Biofuels Produced by Fischer-Tropsch Synthesis over Silica-supported Iron-Based Catalysts Prepared by Autocombustion Method

Abstract

The purpose of this study was to evaluate the effect of different silica types on iron (Fe)-based catalysts containing copper and potassium prepared by autocombustion for direct use in Fischer-Tropsch Synthesis (FTS) without a reduction step. The catalysts were characterized through nitrogen (N₂) adsorption, X-ray diffraction (XRD), and transmission electron microscopy (TEM). The FTS performance of each catalyst was evaluated in a fixed-bed reactor at 300 ^◦C, 1.0 MPa, a catalyst weight to volume flow rate of 10 g_cat h/mol and a hydrogen (H₂)/carbon monoxide (CO) molar ratio of 1. The pore size of the silica had an important influence on the formation of the Fe active phases and subsequent FTS activity. The presence of iron carbide (Fe_xC), which is known to be one of the active Fe phases, was demonstrated by the XRD and TEM analyses. Larger crystallite sizes in the large pores were much easier to accommodate Fe_xC than the smaller crystallite sizes in the small pores.

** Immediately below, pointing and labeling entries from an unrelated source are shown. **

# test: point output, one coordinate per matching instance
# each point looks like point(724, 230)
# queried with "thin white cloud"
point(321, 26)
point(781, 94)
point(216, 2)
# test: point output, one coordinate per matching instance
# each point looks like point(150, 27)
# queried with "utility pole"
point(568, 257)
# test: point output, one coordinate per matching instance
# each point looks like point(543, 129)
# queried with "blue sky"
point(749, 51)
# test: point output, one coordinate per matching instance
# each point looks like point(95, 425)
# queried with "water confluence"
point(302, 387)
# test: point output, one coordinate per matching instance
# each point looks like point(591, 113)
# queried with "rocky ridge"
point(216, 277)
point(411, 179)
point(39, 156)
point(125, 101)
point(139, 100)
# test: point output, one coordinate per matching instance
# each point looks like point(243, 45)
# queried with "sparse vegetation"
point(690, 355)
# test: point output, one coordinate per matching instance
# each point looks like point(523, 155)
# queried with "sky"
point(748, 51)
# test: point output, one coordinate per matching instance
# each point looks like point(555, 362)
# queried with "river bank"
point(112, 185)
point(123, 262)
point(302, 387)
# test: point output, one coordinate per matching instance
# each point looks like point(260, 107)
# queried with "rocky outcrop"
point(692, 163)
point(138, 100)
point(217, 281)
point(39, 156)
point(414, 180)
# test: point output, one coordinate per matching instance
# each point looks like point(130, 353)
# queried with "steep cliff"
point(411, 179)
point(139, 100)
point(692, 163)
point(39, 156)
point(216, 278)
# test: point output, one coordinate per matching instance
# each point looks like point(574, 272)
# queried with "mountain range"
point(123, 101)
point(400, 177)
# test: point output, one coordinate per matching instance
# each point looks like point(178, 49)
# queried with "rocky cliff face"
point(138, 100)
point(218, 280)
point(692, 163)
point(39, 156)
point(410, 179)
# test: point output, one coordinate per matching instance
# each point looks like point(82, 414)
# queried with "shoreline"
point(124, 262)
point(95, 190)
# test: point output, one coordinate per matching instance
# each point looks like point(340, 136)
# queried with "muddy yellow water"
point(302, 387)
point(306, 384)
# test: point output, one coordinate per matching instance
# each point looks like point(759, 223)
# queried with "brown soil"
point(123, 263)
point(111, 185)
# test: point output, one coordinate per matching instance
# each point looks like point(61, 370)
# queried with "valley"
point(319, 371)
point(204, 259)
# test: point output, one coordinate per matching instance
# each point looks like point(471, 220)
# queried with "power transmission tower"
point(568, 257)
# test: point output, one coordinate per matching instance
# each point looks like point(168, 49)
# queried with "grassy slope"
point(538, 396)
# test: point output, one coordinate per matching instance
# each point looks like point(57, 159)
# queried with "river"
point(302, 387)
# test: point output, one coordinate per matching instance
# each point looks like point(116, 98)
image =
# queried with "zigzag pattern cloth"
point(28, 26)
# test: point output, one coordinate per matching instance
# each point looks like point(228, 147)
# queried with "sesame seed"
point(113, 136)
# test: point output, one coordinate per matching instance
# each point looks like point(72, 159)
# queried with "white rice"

The Fe-based catalysts supported on the silica with the largest pores gave the highest CO conversion level at 86.5%, with a 28.1% C_2–4 selectivity and 17.3% C₅₊ selectivity under these operating conditions. Interestingly, this is an alternative approach to synthesize nanostructured metallic catalysts on silica and to produce clean biofuel for the fuel industry and transportation.